Si los bajos fondos de la humanidad, la corrupción o la idiosincrasia de un pueblo como el andaluz se apresuran a verse concretados, dicho esto como defecto por las prisas, lo cierto es que el espectador tiene la ocasión de evadirse y no perder la esperanza sobre el film a base de belleza rural. Porque como también hemos redescubierto masivamente en Intemperie, la aclamada novela de Jesús Carrasco, el campo y sus gentes poseen un poder silenciado por las tendencias que despierta estímulos cada vez que sus fotogramas se reflejan en nuestro subconsciente.
Las localizaciones de Sevilla a Huelva, entre Carmona y Coria del Río, son hipnóticas. Cenitales, sí, pero también a toda velocidad sobre los coches de los 70, rodeando un cortijo abandonado o en las escaleras de una pensión que solo de ver su escasa luz llena de polvo y familiaridad el paladar. A mitad de película, uno cree haberse zambullido en la inmensidad natural del amazonas, pero reconoce los guiños, las formas y soniquetes de cuanto acontece y se siente partícpe: revueltas sindicales al modo de la ‘Transición', Renaults Dyane 6 como hilo conductor, pantalones de campana, bigotes de José Luiz López Vázquez, crucifijos por doquier, fotos de militares, en blanco y negro, poses de señorito, sudores de jornalero y personajes, en definitiva, fuertes y próximos.
Dos policías -que representan dos ideologías pero que viven su profesión- son enviados a investigar la desaparición de dos adolescentes. En el enjambre físico de las marismas luchan entre sí, contra la España de caciques y corruptelas institucionales, pero también contra quien hace el mal. Los policías son Javier Gutiérrez Raúl Arévalo, Antonio de la Torre y Nerea Barros los padres de las desaparecidas y un elenco entre los profesionales y los amateurs de la zona completan un elenco de pocos peros.
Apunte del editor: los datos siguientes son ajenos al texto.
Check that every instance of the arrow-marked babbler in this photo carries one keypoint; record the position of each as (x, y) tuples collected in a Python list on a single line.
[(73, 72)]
Arévalo es posiblemente el que más sobresale en la película. Él mismo, como actor, no destaca en ningún momento por encima de la inocencia de su papel. Ni envilece al ‘poli' legal que cree que podrá resolver la forma en la que funcionan las cosas -dentro y fuera del cuerpo de seguridad- ni entorpece a su yo más reaccionario. Es ambos, es débil y es potente por vocación. El actor ya es, a sus 34 años, uno de los pocos intérpretes capaces de saltar de la comedia al drama con tanta solvencia. Uno de los pocos, también, en hacer creer fácil en su profesión lo verdaderamente difícil.
Comparte coche y vivencia con un enigmático policía (Gutiérrez) de estereotipo facha, pero invitado por la trama a confundir profundamente al espectador. Sus conflictos internos son distintos, más apreciables, aunque notablemente resueltos. En cualquier, caso ambos, Guitérrez y Arévalo, logran un nivel que difícilmente pasará desapercibido en los premios al cine de este año.
De otro lado, y más allá de la fila de reparto, las apariciones de actores de la zona, no profesionales y embarcados en transmitir las formas de las marismas, el trabajo de Rodríguez es muy destacado. Porque la elección de espacio y la época es clave para economizar las posibilidades de narrar una historia, muy superior en resultado a After o Grupo 7, pero seguramente ni mucho mejor narrada ni mucho mejor realizada.
En esta economía del metraje, La Isla Mínima cuenta con una excelente planificación (en el sentido de plano) y con un aún mejor trabajo de banda sonora a cargo de Julio de la Rosa. La quietud y la velocidad unidas a la inteligencia sonora del compositor jerezano hacen que algunos flecos se resuelvan por otras vías con su presencia.
De Tesis (Alejandro Amenábar, 1996) a Los cronocrímenes (Nacho Vigalondo, 2007), de La noche de los girasoles (2006) a Caníbal (Manuel Martín Cuenca, 2013), el cine español tiene historias para mostrar época y replantar ideas. Cine para demostrar que las dos Españas eran o son mucho más que dos realidades únicas. Cine como sensación de belleza, como la de esta película que arraiga mientras nos muestra un espacio que, bien sabemos, es hostil. Cine, en definitiva, para convencer desde la honestidad y a la vez desde la ficción, siendo muy malos tiempos para la implantación de una memoria histórica ‘agradable' y peores para una lírica de pose y opulencia en el cine de aquí.
Un poca lenta pero en general muy recomendable
Excelente crítica. Me encantó la película. Lo único que recriminar, el escaso papel de las mujeres en la historia. Muy entretenida.